Kakek-neneku sudah lebih dari setengah abad menikah, namun tetap memainkan permainan istimewa itu sejak mereka bertemu pertama kali. Tujuan permainan mereka adalah menulis kata "shmily" ditempat-tempat yang secara tak terduga akan ditemukan oleh yang lain . Mereka bergantian menulis "shmily" di mana saja di dalam rumah. Begitu yang lain menemukannya maka yang menemukan sekali lagi mendapat giliran menulis kata itu di tempat tersembunyi.

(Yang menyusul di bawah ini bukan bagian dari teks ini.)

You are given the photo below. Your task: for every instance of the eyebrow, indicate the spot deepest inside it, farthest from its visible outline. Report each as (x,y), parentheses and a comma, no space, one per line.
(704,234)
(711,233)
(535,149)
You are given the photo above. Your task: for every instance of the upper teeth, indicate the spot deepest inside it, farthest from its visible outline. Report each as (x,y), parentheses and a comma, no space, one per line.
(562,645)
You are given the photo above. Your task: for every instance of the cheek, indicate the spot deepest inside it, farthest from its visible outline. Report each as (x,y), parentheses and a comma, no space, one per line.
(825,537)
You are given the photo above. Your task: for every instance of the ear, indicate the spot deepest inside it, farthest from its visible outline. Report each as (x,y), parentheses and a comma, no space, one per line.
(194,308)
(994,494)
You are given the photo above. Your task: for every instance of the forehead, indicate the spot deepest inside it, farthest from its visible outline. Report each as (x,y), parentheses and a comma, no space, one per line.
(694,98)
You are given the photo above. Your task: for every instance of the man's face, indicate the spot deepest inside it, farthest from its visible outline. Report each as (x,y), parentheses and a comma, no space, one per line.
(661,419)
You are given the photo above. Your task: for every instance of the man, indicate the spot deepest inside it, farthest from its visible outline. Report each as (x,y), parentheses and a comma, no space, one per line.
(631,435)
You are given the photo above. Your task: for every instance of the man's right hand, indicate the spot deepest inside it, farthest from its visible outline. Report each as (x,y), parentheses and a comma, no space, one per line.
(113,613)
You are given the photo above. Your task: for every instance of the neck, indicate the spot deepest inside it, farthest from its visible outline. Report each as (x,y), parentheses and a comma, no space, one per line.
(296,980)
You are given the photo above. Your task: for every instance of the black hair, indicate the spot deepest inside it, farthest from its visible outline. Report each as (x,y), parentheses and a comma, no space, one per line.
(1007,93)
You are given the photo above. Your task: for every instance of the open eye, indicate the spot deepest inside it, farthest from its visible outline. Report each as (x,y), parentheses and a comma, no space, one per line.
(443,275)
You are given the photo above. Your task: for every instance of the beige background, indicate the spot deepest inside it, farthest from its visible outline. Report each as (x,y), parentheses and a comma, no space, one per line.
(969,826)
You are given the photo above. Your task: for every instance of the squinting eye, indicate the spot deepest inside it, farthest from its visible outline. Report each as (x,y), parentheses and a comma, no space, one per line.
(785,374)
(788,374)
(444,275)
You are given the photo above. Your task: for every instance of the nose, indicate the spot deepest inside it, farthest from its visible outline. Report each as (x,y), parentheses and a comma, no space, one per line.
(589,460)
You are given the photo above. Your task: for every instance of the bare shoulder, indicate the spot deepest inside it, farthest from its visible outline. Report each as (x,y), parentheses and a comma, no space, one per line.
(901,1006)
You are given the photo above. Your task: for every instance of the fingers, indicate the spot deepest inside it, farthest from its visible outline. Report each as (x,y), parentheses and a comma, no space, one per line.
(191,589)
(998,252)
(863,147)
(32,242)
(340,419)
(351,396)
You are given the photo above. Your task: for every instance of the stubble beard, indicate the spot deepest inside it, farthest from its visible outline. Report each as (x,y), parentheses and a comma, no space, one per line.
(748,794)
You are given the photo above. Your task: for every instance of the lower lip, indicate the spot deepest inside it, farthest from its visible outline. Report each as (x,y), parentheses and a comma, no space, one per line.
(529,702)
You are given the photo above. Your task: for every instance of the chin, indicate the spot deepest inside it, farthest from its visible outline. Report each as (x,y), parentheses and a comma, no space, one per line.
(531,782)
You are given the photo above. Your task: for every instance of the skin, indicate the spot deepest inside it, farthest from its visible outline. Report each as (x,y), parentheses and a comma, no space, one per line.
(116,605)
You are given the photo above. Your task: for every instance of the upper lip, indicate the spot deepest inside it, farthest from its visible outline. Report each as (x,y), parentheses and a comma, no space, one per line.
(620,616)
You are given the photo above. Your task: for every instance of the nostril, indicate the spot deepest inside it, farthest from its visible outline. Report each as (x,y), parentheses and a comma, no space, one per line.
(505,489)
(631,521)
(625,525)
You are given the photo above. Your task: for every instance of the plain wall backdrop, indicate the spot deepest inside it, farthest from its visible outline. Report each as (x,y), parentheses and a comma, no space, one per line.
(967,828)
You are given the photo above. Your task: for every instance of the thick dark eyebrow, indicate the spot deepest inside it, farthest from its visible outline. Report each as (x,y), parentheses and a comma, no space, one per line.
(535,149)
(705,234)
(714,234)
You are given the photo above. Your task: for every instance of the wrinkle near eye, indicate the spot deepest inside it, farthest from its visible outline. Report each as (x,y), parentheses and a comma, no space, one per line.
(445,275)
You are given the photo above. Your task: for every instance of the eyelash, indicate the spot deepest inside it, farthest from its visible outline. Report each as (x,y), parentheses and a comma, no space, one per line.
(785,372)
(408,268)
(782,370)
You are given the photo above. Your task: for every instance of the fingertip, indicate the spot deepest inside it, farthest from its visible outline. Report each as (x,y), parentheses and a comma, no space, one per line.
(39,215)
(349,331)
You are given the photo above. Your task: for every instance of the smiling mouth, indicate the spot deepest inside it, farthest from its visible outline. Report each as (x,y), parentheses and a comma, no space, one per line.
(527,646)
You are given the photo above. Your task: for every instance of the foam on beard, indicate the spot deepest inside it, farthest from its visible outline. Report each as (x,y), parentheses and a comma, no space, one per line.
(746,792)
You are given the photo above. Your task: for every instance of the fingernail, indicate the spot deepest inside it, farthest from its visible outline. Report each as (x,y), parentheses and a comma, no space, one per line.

Dengan jari mereka menorehkan "shmily" di dalam wadah gula atau tepung, untuk ditemukan oleh siapapun yang mendapat giliran menyiapkan makanan. Mereka membuatknya dengan embun yang menempel pada jendela yang menghadap ke beranda belakang, tempat nenek selalu menyuguhkan puding warna biru yang hangat, buatannya sendiri. "shmily" dituliskan pada uap yang menempel pada kaca kamar mandi setelah seseorang mandi air panas; kata-kata itu akan muncul berulang-ulang setiap kali ada yang selesai mandi. Neneku bahkan pernah membuka gulungan tisu toilet dan menulis "shmily" di ujung gulungan itu.
"Shmily" bisa muncul dimana saja. pesan-pesan singkat dengan "shmily" yang ditulis tergesa-gesa bisa ditemukan di dasbor atau jok mobil, atau direkakatkan pada kemudi. catatan-catatan kecil diselipkan kedalam sepatu atau diletakan dibawah bantal. "shmily" digoreskan pada lapisan debu diatas perapian atau pada timpunan perapian. Di rumah kakek-nenek ku, kata yang misterius itu merupakan sesuatu yang penting, sama pentingnya dengan perabotan.